I bought a similar plan for my wife and I for slightly different reasons. Ref Eva Luna’s stories and usedtobe’s ref to “spending down” just above.

We’re well-set financially. But if one of us gets expensively screwed up we might be forced into spending all our combined assets early. Leaving the other impoverished in early- or mid-retirement.

I can afford to insure that risk away. So I do. If I was single I’d probably self-insure that risk. Which is really meaning I’d gamble on maybe getting Medicaid warehoused at end of life, but much more likely to expire first. I don’t have kids so neither I nor imaginary they have any interest in insuring my outgoing estate’s value.
More:
Trinopus’ post is really the scare story here. Lots of major insurance cos got into LTC. Most would now love to withdraw, keeping the premiums and never making most of the contracted payouts. Or “withdraw” by pricing the product out of reach of the current customers.

The only thing stopping them is 50 different state insurance commissions. Some of which are now controlled by hard-right governors and legislatures who never saw a regulation they liked.

This is the only part of my LTC arrangements that give me any concern.

This whole ghastly conundrum is what comes from having a society that refuses, so far, to have a rational discussion of when being dead is preferable to being warehoused.
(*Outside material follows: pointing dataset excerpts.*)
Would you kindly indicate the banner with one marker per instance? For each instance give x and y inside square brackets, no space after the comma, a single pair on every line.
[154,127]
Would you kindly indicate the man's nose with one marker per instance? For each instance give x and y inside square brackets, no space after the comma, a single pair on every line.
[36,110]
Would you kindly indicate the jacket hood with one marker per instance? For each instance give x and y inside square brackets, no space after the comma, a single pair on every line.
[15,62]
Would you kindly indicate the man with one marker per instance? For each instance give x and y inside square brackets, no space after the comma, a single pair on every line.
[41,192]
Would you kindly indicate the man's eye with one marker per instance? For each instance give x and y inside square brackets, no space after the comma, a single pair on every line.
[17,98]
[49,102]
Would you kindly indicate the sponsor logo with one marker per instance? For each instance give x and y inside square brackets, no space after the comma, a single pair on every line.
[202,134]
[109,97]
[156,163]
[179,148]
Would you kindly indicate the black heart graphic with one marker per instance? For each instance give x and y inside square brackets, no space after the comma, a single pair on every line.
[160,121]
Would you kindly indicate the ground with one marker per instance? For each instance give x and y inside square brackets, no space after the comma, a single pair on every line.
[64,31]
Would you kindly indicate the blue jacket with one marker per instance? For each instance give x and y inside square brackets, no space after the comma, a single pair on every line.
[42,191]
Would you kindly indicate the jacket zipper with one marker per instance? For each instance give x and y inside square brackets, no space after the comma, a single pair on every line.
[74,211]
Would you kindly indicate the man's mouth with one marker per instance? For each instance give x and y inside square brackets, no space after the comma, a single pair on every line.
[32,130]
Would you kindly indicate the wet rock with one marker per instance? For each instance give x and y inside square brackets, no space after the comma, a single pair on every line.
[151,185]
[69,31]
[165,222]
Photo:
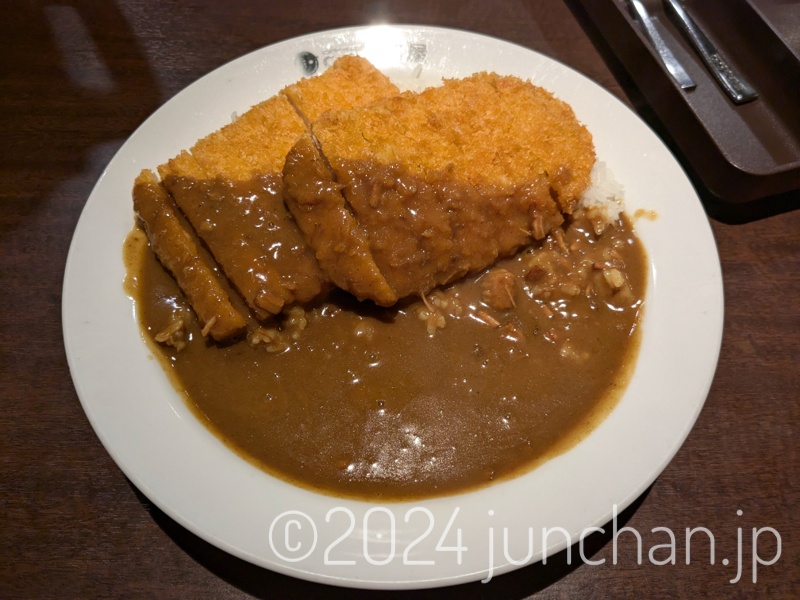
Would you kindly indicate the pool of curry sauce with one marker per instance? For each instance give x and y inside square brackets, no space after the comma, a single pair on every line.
[368,403]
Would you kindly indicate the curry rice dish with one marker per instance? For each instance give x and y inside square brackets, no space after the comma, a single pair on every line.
[390,295]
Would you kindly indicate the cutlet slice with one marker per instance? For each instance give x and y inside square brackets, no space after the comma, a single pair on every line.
[340,245]
[229,187]
[176,250]
[350,82]
[446,181]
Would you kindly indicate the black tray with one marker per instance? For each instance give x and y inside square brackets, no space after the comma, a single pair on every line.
[743,152]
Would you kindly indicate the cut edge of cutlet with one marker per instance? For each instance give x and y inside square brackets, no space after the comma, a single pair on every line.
[257,142]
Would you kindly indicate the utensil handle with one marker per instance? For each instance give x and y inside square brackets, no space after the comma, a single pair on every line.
[668,59]
[737,88]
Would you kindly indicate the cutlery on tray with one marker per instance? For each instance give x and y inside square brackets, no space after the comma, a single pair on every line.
[670,62]
[728,78]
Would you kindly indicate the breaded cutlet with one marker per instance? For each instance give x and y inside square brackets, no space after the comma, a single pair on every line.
[445,181]
[253,149]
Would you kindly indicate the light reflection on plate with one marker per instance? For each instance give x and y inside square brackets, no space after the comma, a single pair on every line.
[196,480]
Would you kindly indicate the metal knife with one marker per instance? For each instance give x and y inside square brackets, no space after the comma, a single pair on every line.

As somebody at the young tip of the baby boomers, I’m optimistic the older Boomers will ram through the right to assisted suicide before I’m likely to be facing not only that difficult choice, but the need for illegal or violent means to act on the choice.

Thanks a lot, LSL

The west coast now has “Medically Assisted Suicide” suicide laws.

Actually, the three states have dipped their toes in the pool.

CA had a case of a woman (attractive, white, in her 20’s) move to Oregon to take advantage of its law, and we passed pretty much identical laws out of shame.

They require that two, count 'em TWO! MDs certify that you 6 months or less to live.
Then, if you can find a doc willing to write the 'script (the law does not compel compliance), you get a prescription for enough barbiturates to ensure a quick death.
(these are the drugs that the manufacturers refuse to sell if they suspect they will be used to execute the condemned).

So, you are in horrid pain - if you are lucky, you will be given enough morphine to kill the pain, but not enough to kill. If you are so tolerant of morphine that it no longer can control the pain? Too bad. Sucks to be you.
Meanwhile, your “care” is eating all your money.
If the doc says “You’ll live for 10 more months” you now endure another four months before anybody can give you the barbies.

But - the laws are a start.

Maybe the new administration will be so busy enforcing the Federal laws on weed that they wont notice the “Death Panels”.